Observation: Multiplied millions of Israelites have entered the Promised Land by crossing the Jordan River, at flood stage, on dry ground. The river passage had dried instantly the moment the priests carrying the Ark of the Covenant advanced into it. Then God instructed Joshua to select a representative of each of the twelve tribes to take up a stone from the dry riverbed “right where the priests stood” so a memorial could be built.

Application: God’s purpose in this exercise was clear: “In the future when your descendants ask their fathers, ‘What do these stones mean?’ tell them, ‘Israel crossed the Jordan on dry ground.’” (Verse 23) “He did this so all the peoples of the earth might know that the hand of the Lord is powerful and so that you might always fear the Lord your God.” (Verse 24)

It is possible that within the purposes of such memorial there is another, more subtle purpose as well. Through the Israelite’s focus on God’s deliverance, their remembrance of daily endured pain would dim. Forty years of nomadic wandering, years of drudgery and dirt and death, all these would become but a faint recollection, overwhelmed by the story of God’s plan fulfilled.

Had the Hebrews kept diaries they surely would have been filled with comments on the daily grind, sprinkled with occasional celebrations of the miraculous. Yet what we read in the recounting of Israel’s journey from God’s perspective heavily focuses on the miraculous: water gushing from rock, manna and quail in abundance, waters of the Red Sea and the Jordan parted by God’s command, shoes never worn out. Perhaps I need more stones of remembrance in my own life, markers to memorialize astonishing things that God has done.

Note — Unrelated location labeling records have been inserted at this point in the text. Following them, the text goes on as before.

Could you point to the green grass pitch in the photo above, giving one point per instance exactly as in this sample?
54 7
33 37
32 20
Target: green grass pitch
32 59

The problem with diaries, whether written or remembered, is that they can be counterproductive to a full focus on God’s wonderful deliverance. His markers are not of the pain and loss of the past…those markers are mine. Instead, He would say, “Look my child, at where I have brought you. Now you are Mine; we can go forward together.” The claim that time heals all wounds isn’t necessarily true; I can always look back with remorse on not having been quicker to obey, or more wise, or, or, or…. But as I erect stones of remembrance to focus on deliverance in and through past hard places, I can say, with the hymnist, “…the things of the earth grow strangely dim in the light of His glory and grace.”

Prayer: Lord, You have done marvelous things in my life. Cause me not to look back with remorse, but to focus instead upon Your glory and grace in my life. You, O Lord, are so very good. Thank You.